A taonga plundered by soldiers from a Whanganui River marae during the 1865 siege of Pipiriki is a step closer to home after a near 50-year battle to have it returned.
The taonga, described as an obelisk, is a waka maumaharatanga made from the hull of a canoe. Nearly 5m tall, it was erected at Te Koanga o Rehua marae in the middle reaches of the Whanganui River as a monument to the memory of Te Mahutu, a chief of the Pipiriki area.
The taonga was taken during the colonial siege of Pipiriki township and eventually found its way to the Dominion Museum in 1911.
Pipiriki kaumātua Don Robinson says the people of Pipiriki have sought the return of the taonga since it was first taken. He was told about the looted taonga as a young man in the early 60s and has been behind the drive since the 70s to bring the waka maumaharatanga back to the river.

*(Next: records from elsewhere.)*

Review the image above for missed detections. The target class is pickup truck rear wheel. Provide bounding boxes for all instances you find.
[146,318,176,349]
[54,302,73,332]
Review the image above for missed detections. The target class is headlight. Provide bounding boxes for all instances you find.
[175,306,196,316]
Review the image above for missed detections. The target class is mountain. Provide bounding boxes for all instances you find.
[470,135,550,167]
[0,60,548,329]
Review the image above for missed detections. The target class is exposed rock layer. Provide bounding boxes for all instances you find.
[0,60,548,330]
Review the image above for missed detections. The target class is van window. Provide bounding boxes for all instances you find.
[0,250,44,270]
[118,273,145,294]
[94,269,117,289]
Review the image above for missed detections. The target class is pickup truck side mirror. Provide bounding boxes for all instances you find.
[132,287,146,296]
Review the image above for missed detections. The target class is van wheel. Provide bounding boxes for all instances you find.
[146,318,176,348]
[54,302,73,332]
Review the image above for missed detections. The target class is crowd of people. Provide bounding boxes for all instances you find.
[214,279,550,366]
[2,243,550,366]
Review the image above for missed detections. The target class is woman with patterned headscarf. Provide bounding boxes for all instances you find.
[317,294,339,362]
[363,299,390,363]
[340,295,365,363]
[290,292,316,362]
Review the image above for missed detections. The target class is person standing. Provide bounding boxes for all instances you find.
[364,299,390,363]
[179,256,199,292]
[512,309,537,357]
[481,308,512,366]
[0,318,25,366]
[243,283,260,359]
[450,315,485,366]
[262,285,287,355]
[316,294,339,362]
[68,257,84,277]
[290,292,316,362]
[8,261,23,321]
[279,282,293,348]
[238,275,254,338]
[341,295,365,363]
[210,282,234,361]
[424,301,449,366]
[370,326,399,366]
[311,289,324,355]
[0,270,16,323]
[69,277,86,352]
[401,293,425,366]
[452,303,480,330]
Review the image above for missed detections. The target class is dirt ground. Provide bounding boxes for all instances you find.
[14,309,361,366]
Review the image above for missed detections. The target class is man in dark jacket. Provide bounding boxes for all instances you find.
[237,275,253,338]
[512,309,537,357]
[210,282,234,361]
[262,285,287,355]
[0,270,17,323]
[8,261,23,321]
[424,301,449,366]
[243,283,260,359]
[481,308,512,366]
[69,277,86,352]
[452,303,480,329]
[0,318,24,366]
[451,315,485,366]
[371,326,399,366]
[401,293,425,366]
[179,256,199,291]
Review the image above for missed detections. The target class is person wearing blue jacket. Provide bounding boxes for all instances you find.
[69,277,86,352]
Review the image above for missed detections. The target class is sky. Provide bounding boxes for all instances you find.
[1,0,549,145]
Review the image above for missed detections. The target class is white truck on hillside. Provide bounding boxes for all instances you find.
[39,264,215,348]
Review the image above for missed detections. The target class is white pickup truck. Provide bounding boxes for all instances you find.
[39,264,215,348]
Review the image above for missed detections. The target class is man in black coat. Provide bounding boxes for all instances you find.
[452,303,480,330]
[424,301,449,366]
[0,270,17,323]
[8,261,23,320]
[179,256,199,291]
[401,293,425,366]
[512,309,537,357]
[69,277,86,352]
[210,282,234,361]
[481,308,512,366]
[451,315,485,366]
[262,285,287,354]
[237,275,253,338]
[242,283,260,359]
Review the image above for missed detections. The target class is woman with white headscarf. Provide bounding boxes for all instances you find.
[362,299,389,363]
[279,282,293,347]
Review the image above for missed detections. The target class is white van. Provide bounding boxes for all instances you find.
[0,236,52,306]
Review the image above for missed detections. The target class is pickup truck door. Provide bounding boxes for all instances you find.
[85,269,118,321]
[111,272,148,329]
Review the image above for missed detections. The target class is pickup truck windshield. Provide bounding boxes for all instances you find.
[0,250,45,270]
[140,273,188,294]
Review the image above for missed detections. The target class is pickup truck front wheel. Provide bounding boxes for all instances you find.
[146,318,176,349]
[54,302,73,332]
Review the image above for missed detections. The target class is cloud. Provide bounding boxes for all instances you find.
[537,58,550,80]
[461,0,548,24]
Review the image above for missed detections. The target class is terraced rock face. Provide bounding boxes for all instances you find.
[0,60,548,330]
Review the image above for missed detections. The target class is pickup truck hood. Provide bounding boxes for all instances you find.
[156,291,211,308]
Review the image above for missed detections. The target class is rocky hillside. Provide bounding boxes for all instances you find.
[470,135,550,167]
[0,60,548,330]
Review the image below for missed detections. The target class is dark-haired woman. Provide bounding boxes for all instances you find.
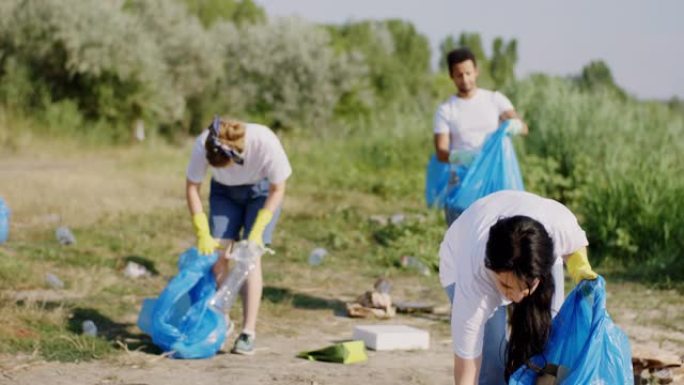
[438,190,597,385]
[185,116,291,355]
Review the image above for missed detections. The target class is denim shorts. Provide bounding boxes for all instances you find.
[209,179,281,245]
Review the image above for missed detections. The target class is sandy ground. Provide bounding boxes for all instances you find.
[2,303,683,385]
[1,318,455,385]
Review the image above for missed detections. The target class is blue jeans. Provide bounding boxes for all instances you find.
[444,263,564,385]
[209,179,281,245]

"In 1978, I shifted back to live in Ohakune and I took a stronger interest. I met with some of my cousins in the 1980s – Matiu Mareikura, Mark Cribb, Ruka Broughton and, from time to time, John Tahuparae. We went to Wellington to view it and asked if we could have the object returned either to Pipiriki or to the Whanganui museum."
However, a decision was made to move it to the newly established national museum Te Papa in the 1990s.
Despite this, efforts continued to bring the taonga home, Robinson said.
The waka maumaharatanga was originally situated about 300m from the water's edge at the entranceway to Te Koanga o Rehua on the western bank of the Whanganui River, opposite the current Pipiriki settlement.
"In those days, there were seven or eight marae in the area and although we had gardens, urupā and some people living where the settlement is today, the main village was on the western bank."
Robinson says that following the battle of Moutoa in 1864, the people shifted upstream to Ohoutahi and then, following more fighting, from Ohoutahi to Pipiriki where Crown forces and their supporters later lay siege to Pipiriki. Documents from the time show that the soldiers were interested in two pieces of Pipiriki heritage.
"One was the obelisk Koanga Rehua and the other was the church," Robinson says. "Parts of the main church were taken at the same time. They were uplifted and taken to Whanganui. Koanga Rehua was deposited at the Pūtiki marae urupā.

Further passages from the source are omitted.